DADE CITY — The beige home has no roof, no interior walls and a small tree growing out of the concrete floor where the bathroom once stood.
The city wants to demolish the building. Yvonne Trueblood Barker, 55, wants to save it.
Her father built the Tuskeegee Avenue home in 1960 as rental property. He died in 1998. About five years later, the last tenant moved out and the house slowly crumbled away.
Barker daydreamed with her son and daughter, both in their 30s, about fixing up the home and renting it out again. She bought the home and two others on the lot from her mother for $10 in 2007, according to county records.
"It was just a sentimental thing for me and my children," she said.
But the dreams never materialized, and in April, Barker received a certified letter from the city stating that the house was unsafe and needed to be demolished.

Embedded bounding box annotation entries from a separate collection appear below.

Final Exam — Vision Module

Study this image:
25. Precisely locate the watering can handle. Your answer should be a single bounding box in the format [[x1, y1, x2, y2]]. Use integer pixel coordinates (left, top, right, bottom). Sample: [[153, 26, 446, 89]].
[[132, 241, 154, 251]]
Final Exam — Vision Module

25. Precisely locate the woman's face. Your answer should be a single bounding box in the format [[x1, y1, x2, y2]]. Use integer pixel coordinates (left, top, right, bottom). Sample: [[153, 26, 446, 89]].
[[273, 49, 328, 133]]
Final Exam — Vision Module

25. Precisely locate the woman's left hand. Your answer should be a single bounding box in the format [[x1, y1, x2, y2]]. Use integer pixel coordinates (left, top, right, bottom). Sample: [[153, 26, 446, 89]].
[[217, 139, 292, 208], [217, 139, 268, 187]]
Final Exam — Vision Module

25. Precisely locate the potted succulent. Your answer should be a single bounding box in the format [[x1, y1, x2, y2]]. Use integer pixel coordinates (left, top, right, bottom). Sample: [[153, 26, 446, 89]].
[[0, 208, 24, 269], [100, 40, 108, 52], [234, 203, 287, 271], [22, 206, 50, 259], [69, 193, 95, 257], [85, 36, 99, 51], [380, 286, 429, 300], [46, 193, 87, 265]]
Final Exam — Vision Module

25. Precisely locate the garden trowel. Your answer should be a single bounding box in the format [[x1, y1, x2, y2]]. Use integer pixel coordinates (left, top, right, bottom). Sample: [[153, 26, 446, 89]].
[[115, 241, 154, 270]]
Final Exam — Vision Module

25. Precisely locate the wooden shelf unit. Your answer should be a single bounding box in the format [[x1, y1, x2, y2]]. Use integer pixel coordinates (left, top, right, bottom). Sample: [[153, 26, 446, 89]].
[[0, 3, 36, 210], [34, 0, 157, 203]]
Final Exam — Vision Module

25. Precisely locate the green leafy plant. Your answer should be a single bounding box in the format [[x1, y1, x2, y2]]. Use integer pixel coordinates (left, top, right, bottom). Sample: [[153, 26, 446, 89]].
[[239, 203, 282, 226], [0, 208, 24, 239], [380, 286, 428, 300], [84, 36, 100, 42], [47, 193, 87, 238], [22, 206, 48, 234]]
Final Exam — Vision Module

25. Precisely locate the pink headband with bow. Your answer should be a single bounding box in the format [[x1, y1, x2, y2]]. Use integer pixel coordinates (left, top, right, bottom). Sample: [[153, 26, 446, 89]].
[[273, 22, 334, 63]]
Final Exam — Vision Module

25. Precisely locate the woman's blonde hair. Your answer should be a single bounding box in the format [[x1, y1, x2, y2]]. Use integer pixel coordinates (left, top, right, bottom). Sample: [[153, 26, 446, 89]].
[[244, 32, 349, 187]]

Tonight, she will ask the Dade City commission not to tear down her father's home.
"I feel very sad," Barker said Monday. "But then I also have to realize that it was my procrastination that got me here."
Barker lives about 2 miles away from the shell of a house and works full time for the state. She also moonlights at Wal-Mart and takes care of her 84-year-old mother.

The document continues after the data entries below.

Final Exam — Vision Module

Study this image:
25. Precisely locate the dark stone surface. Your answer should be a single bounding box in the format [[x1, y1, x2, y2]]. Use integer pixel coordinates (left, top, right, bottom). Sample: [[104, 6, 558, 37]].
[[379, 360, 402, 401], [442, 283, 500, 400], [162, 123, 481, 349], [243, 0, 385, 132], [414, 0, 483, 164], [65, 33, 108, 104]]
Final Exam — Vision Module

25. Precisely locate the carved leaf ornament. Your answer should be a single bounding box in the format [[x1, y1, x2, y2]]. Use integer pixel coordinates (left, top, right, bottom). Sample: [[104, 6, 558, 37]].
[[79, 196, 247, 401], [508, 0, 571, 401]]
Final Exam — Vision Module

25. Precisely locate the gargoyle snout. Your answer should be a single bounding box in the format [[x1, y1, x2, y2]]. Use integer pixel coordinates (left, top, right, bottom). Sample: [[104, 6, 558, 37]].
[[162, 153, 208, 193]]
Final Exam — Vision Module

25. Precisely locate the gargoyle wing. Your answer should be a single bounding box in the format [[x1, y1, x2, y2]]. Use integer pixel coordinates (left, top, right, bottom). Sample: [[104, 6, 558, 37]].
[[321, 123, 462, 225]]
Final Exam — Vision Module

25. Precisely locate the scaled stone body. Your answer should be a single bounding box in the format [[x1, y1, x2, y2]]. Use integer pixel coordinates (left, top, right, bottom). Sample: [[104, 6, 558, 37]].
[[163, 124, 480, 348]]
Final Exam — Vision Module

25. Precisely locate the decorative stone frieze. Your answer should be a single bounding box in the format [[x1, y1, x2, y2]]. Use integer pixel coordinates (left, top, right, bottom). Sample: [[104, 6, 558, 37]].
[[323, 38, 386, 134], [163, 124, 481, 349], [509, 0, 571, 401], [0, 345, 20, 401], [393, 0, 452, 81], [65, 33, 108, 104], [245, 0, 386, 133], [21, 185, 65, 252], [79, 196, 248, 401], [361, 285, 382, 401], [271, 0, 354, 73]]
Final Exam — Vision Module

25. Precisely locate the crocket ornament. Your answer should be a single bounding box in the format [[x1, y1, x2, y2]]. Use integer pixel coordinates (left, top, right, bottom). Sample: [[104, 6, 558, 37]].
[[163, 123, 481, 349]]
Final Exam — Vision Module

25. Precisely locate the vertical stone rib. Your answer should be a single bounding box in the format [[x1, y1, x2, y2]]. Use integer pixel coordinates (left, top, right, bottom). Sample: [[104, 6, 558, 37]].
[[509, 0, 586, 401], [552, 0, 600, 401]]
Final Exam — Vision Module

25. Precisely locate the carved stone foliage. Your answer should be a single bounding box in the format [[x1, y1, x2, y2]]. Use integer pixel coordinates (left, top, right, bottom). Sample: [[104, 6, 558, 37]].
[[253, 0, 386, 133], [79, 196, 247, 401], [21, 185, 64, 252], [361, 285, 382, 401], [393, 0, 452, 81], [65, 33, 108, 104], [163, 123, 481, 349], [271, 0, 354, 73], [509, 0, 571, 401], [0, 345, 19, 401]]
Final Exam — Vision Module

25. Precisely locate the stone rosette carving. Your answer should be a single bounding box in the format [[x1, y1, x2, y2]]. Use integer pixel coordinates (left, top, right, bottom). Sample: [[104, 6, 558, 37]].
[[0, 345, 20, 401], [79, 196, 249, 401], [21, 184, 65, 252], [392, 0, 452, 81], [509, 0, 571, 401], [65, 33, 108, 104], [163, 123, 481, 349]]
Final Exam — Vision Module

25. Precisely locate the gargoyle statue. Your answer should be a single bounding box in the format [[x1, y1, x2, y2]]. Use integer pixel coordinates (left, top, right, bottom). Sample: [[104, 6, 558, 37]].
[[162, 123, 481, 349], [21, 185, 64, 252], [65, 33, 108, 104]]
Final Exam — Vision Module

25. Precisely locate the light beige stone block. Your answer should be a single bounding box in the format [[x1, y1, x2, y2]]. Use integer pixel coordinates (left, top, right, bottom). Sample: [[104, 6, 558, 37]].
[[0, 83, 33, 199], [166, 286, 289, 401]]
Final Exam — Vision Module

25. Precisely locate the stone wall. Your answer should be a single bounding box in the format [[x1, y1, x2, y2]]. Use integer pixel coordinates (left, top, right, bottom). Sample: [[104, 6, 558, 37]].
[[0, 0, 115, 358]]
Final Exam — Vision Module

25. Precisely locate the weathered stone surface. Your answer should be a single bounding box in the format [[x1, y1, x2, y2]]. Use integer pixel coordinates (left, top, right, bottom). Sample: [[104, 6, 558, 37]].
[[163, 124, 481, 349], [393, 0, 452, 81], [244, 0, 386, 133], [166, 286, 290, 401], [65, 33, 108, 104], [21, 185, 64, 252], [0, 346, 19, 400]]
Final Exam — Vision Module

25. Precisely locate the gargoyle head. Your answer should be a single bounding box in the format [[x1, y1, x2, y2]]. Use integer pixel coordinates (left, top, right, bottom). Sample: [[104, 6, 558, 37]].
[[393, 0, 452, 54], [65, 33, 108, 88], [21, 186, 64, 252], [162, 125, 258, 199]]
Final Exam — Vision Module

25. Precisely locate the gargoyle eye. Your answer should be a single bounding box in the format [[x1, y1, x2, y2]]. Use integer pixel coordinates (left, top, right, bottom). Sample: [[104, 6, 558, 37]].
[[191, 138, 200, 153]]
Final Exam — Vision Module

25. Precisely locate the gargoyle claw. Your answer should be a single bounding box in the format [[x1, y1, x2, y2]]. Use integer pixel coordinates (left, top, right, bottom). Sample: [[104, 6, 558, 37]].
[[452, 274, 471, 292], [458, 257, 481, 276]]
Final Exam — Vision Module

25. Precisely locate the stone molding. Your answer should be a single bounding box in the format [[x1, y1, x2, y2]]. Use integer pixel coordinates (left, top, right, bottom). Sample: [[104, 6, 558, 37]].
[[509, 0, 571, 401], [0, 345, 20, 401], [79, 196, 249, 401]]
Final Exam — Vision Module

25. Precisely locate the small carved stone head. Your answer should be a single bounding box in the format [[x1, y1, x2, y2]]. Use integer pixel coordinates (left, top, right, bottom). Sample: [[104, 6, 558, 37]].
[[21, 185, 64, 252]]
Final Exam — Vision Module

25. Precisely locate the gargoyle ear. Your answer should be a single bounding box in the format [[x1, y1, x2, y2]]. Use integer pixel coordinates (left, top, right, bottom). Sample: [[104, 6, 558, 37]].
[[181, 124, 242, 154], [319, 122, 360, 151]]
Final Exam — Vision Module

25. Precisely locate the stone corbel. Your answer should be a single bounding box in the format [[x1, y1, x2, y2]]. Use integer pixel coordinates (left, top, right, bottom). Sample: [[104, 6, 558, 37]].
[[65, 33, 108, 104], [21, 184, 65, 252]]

When it came time to fix up her father's old house, Barker always had something else to do.
"I kept saying, 'We got time,' " she said. "We didn't have as much time as we thought."
The years passed.
About three months ago, city officials spotted the dilapidated building.
In Dade City, a home usually qualifies for demolition if the estimated cost of repairs are more than half the building's value after the repairs are performed. For the home on Tuskeegee Avenue, the decision to demolish was easy.
"There's nothing left but four walls and a concrete slab," said Robert Youmans, Dade City's building official.
He doesn't have an estimate for the cost of repairs necessary to bring the home up to code, but he imagines it would be "astronomical."
Barker said she's ready to pay for all the repairs, or the cost of the demolition if that's the commission's decision. For her, the important thing is keeping the plot of land.
No matter what happens, Barker says she does not regret buying the home from her mother 11 years ago.
"Even if it's decided that it has to be knocked down, the property still belongs to my family," she said. "It's something my mother and father owned. I have no regrets. I will cherish that land."